为了方便理解,这里只考虑 q shape 为 [head, dim]、kv shape 为 [seq, head, dim] 的一次 decode 计算,也就是和上面那段 PyTorch 代码一一对应的版本。
先说 data tiling 策略:
- 搬运 kv 数据 tile,这里沿用了 flash attention 实现中的 BN=64,即 64x128, 为什么?
- 我的卡一共 100KB smem,一个 block 最多 48KB,这里即使省掉了原来 q 中 BM 对应的 16KB,也不够 Ks 和 Vs 分的,暂时也不想搞个奇奇怪怪的 BN 大小
也就是说 kv chunk loop 中每次循环加载 64x128 的 Ks/Vs tile。
再说 thread block/grid 配置:
- block 直接定为 128。这个不是拍脑袋:32、64 太小,可切换 warp 数太少;256 又太大,这个 kernel 的计算密度没高到需要那么多线程一起上。实测下来 128 最合适。
- grid 上,显然 q 失去了 seq 维度,无法并行。head 还是放在 y 维度上,再考虑对 kv 的 seq 进行切分放到 x 维度。这里只有一个切块大小的问题:
- 我的 5060 只有 26 个 SM,为了充分利用 SM,我们保障 block 数量为 SM 数量的整数倍,不用太多,2~4 倍即可,我这里就用了 26x2,因此先确定预期的总 chunk 数为 52 个左右
- 然后运行时用 head*seq/52,且向上对 2 的幂取整得到 chunk_size,则 grid.x = (seq + chunk_size - 1) / chunk_size;
把这些约束合起来,kernel launch 代码就基本定下来了。
这里我没有继续走 Tensor Core 路线。原因很直接:mma m16n8k16 要求 m=16,而 decode 里的 q 本质上只有一行,硬凑出 16 行 padding 只会徒增浪费。再加上这个问题本身更偏向带宽瓶颈,与其执着于 mma,不如把重点放在更高效地搬运和消费 K/V 数据上。
既然不走 mma,那 ldmatrix 和专门为其服务的 swizzle 也都可以先放下。TMA 这里只需要把一整块 64x128 的 K/V tile 原样搬进 shared memory,后面再用向量化读法把它吃满即可。
inline int get_chunk_size(int q_head, int kv_len, int num_sms) {
int target_blocks = num_sms * 2;
// Total_Blocks = q_head * (kv_len / chunk_size)

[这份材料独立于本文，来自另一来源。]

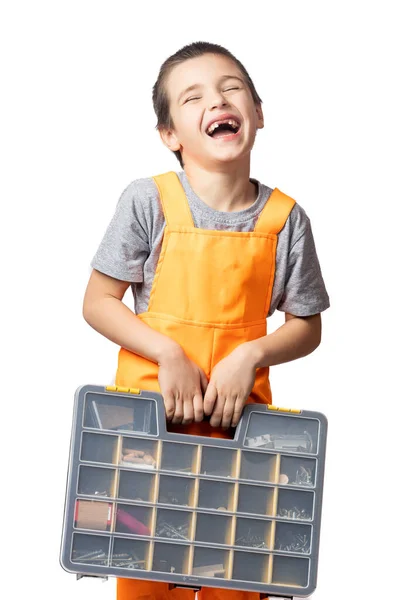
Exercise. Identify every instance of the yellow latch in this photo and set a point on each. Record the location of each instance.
(117, 388)
(280, 409)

// chunk_size = (q_head * kv_len) / target_blocks
int chunk = (q_head * kv_len) / target_blocks;
if (chunk <= 256)
return 256;
if (chunk <= 512)
return 512;
if (chunk <= 1024)
return 1024;
return 2048;
}
#define CHECK_T(x) TORCH_CHECK(x.is_cuda() && x.is_contiguous(), #x " must be contiguous CUDA tensor")
template <typename T>
inline CUtensorMap create_3d_tensor_map(T *global_address,
uint64_t dim_d,
uint64_t dim_h,
uint64_t dim_s,
uint64_t stride_h,
uint64_t stride_s,
uint32_t box_d,
uint32_t box_s) // Each kernel load takes a (box_s x box_d) block
{
CUtensorMap tmap;
CUtensorMapDataType type =
std::is_same_v<T, __half> ? CU_TENSOR_MAP_DATA_TYPE_FLOAT16 : CU_TENSOR_MAP_DATA_TYPE_BFLOAT16;
CUtensorMapSwizzle swizzle = CU_TENSOR_MAP_SWIZZLE_NONE;
// TMA dimensions: from fastest (0) to slowest (2)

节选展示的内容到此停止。